Bonhoeffer – Spuren: Wer bin ich?

Bonhoeffer – Spuren: Wer bin ich?

Am 9. April 2006 fand im Ökumenischen Zentrum Christuskirche ein Abend zur Erinnerung an Dietrich Bonhoeffer statt. Verlesen und ausgelegt wurden Texte zu den Themen „Wahrheit“, „Verantwortung“, „Fragment“ und „Identität“, beantwortet und begleitet von Bastian Fiebig auf dem Saxophon.

Zum Thema Identität kam ein Gedicht zum Vortrag, das Dietrich Bonhoeffer am 8. 7. 1944 einem Brief aus dem Berliner Gestapogefängnis an seinen Freund Eberhard Bethge beilegte.

„Wer bin ich? Sie sagen mir oft,
ich träte aus meiner Zelle
gelassen und heiter und fest
wie ein Gutsherr aus seinem Schloss.

Wer bin ich? Sie sagen mir oft,
ich spräche mit meinen Bewachern
frei und freundlich und klar,
als hätte ich zu gebieten.

Wer bin ich? Sie sagen mir auch,
ich trüge die Tage des Unglücks
gleichmütig, lächelnd und stolz,
wie einer, der Siegen gewohnt ist.

Wer bin Ich?
Einer, der weiß, wo es lang geht:
souverän in meinen Entscheidungen,
selbstvertraut und im Geiste geordnet in meinem Alltag
Die Rollen meines Lebens weiß ich wohl zu erfüllen:
als Vater, engagiert und belastbar
als Vorgesetzter, kompetent und gerecht
als Freund, verlässlich und verständnisvoll
als Kollege, belastbar und solidarisch
als Partner, einfühlsam und phantasievoll….

Bin ich das wirklich, was andere von mir sagen?
Oder bin ich nur das, was ich selbst von mir weiß?
Unruhig, sehnsüchtig, krank, wie ein Vogel im Käfig,
ringend nach Lebensatem, als würgte mir einer die Kehle,
hungernd nach Farben, nach Blumen, nach Vogelstimmen,
dürstend nach guten Worten, nach menschlicher Nähe,
zitternd vor Zorn über Willkür und kleinlichste Kränkung,
umgetrieben vom Warten auf große Dinge.
Ohnmächtig bangend um Freunde in endloser Ferne,
müde und leer zum Beten, zum Denken, zum Schaffen,
matt und bereit, von allem Abschied zu nehmen.

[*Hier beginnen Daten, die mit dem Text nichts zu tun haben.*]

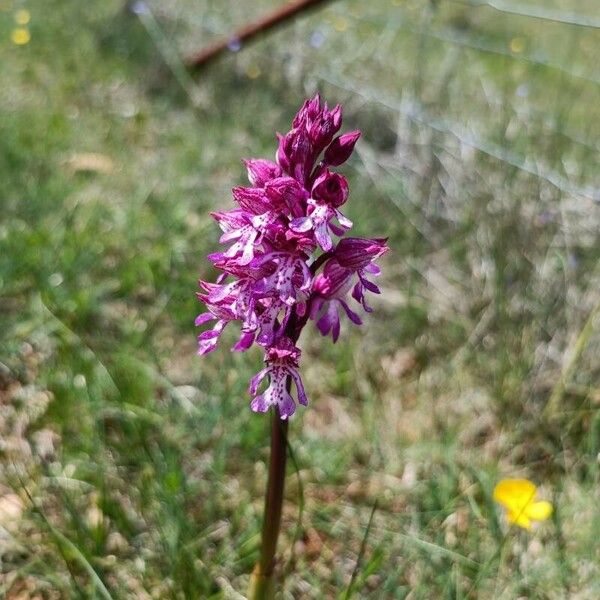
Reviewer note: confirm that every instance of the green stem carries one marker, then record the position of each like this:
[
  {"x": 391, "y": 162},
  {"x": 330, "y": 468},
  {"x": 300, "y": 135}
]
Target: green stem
[{"x": 262, "y": 579}]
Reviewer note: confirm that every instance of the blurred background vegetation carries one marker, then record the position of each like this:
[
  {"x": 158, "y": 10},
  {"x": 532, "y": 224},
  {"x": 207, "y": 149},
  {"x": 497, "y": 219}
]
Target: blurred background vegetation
[{"x": 131, "y": 468}]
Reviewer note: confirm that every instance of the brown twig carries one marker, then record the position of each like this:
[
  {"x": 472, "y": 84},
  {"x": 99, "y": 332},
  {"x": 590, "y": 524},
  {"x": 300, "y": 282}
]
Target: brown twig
[{"x": 251, "y": 31}]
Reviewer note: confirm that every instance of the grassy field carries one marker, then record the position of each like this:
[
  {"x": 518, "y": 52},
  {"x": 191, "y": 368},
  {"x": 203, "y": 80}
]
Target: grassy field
[{"x": 132, "y": 468}]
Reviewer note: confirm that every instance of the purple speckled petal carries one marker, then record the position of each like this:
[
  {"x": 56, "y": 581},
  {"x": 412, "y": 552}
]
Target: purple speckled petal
[
  {"x": 351, "y": 314},
  {"x": 259, "y": 404},
  {"x": 302, "y": 399},
  {"x": 255, "y": 381},
  {"x": 203, "y": 318},
  {"x": 245, "y": 341}
]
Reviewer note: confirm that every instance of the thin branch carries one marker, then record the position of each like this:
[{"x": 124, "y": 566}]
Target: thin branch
[{"x": 251, "y": 31}]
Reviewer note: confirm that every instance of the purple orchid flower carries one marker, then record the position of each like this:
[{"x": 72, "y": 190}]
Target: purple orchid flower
[{"x": 273, "y": 281}]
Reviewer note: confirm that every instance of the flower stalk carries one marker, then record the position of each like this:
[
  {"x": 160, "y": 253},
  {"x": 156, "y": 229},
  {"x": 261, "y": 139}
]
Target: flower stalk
[
  {"x": 284, "y": 267},
  {"x": 262, "y": 580}
]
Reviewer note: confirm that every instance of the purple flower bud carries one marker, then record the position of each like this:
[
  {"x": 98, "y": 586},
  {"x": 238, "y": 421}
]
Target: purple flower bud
[
  {"x": 330, "y": 188},
  {"x": 260, "y": 171},
  {"x": 357, "y": 253},
  {"x": 341, "y": 148}
]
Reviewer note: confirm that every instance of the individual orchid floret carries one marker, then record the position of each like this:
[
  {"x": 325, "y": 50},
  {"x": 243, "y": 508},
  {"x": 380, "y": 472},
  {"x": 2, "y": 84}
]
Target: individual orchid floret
[
  {"x": 282, "y": 366},
  {"x": 352, "y": 261},
  {"x": 329, "y": 191},
  {"x": 290, "y": 280},
  {"x": 358, "y": 255}
]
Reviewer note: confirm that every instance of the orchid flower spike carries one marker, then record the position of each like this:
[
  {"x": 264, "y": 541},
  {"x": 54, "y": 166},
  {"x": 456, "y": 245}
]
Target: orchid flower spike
[{"x": 284, "y": 266}]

Was weiß ICH denn von mir?
Ich tue, was man von mir verlangt,
aber ich spüre keine Leidenschaft mehr;
Ich mache Pläne, doch sie werden durchkreuzt.
Menschen treten in mein Leben und wieder heraus.
Mancher ist wie ein Lüftchen, das ich halten und erkunden will, mir aber entgleitet.
Ich möchte innehalten zum Tiefgang –
aber ich verwehre es mir.
Ich suche einen roten Faden in meinem Leben
und finde nur ein Gewirr von Erlebnissen.

Wer bin ich? Der oder jener?
Bin ich denn heute dieser und morgen ein anderer?
Bin ich beides zugleich? Vor Menschen ein Heuchler
Und vor mir selbst ein verächtlich wehleidiger Schwächling?
Oder gleicht, was in mir noch ist, dem geschlagenen Heer,
das in Unordnung weicht vor schon gewonnenem Sieg?

Wer bin ich? Einsames Schweigen treibt mit mir Spott.
Wer ich auch bin, Du kennst mich, Dein bin ich, o Gott!